It is this last that sets the local government scandal apart. Membership of the shadowy organisation all too often seems to be a prerequisite for anyone handing out council grants, awarding planning permission, issuing service contracts, offering jobs.

The daddy of local corruption scandals, the Poulson affair, was riddled with Freemasonry. Poulson flapped his apron and rolled his trousers at the local lodge as did many of his associates.

Freemasonry and backhanders, of course, do not necessarily go hand in hand.

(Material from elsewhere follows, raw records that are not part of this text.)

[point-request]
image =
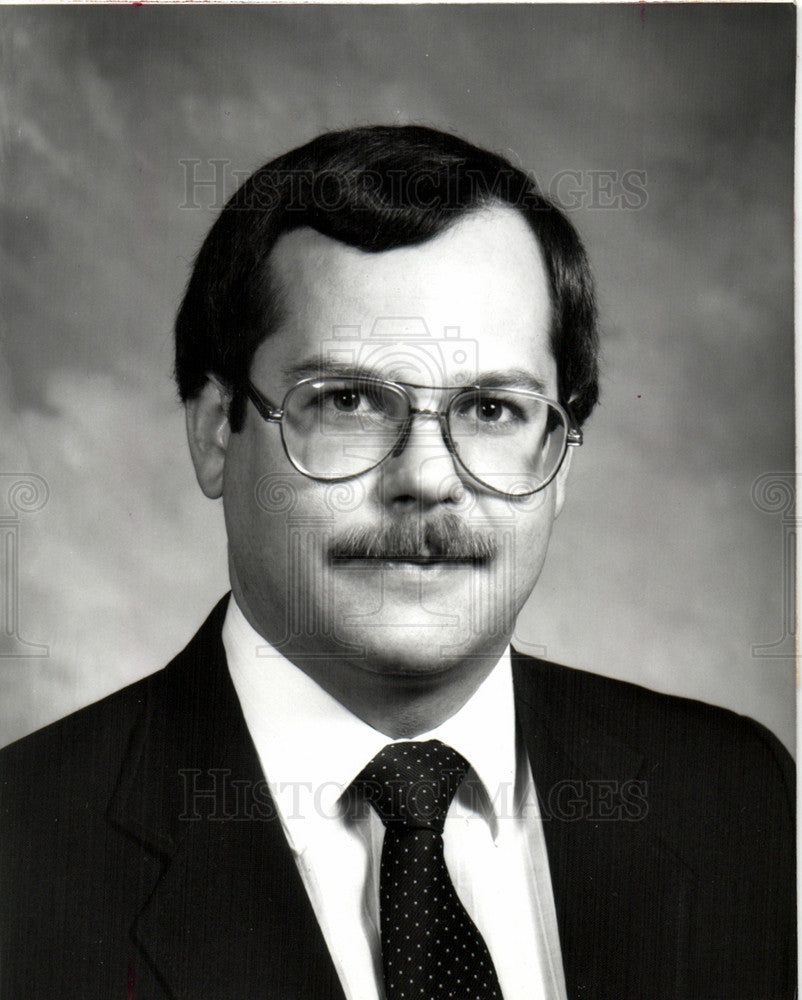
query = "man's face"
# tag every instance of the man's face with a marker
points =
(473, 301)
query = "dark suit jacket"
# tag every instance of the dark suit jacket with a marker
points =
(668, 825)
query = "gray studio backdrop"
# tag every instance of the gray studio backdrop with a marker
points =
(666, 132)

But secrecy and extensive membership lists mean suspicion is always present.

In 1992, in a survey of his Sunderland constituency, Chris Mullin MP found 29 lodges with a membership of 1,597. Lodge 5,841, the civic centre branch, was located just 100 yards from the headquarters of the borough council and had 62 members.

Looking through the pages of the Masonic handbook, Mr Mullin came across every channel of civic influence in Sunderland: the former chief executive of the borough council; a former Tory council leader; former directors of housing and architecture; policemen and magistrates.

Only last month, elections on the Isle of Wight were rocked by the resignation of a planning chairman from the council and Tory party because he could no longer take the pressure from a Masonic cabal on the council. Albert Annett claimed that 12 of the 18 ruling Tory group on Medina council were Masons. "You do not sit there for five years as committee chairman without knowing what is going on," he said. "It really came home to me when I was told that the local lodge had informed people not to vote for me because a decision had not pleased them."

In another south of England shire council, 34 of the 39 Tory members are Freemasons.

There is nothing wrong with that - provided it is all open. The days of secrecy may be ending, however, as Lord Nolan has indicated that his inquiry into standards in public life will look into the Masons and a requirement that membership be disclosed. Local politics will never be the same.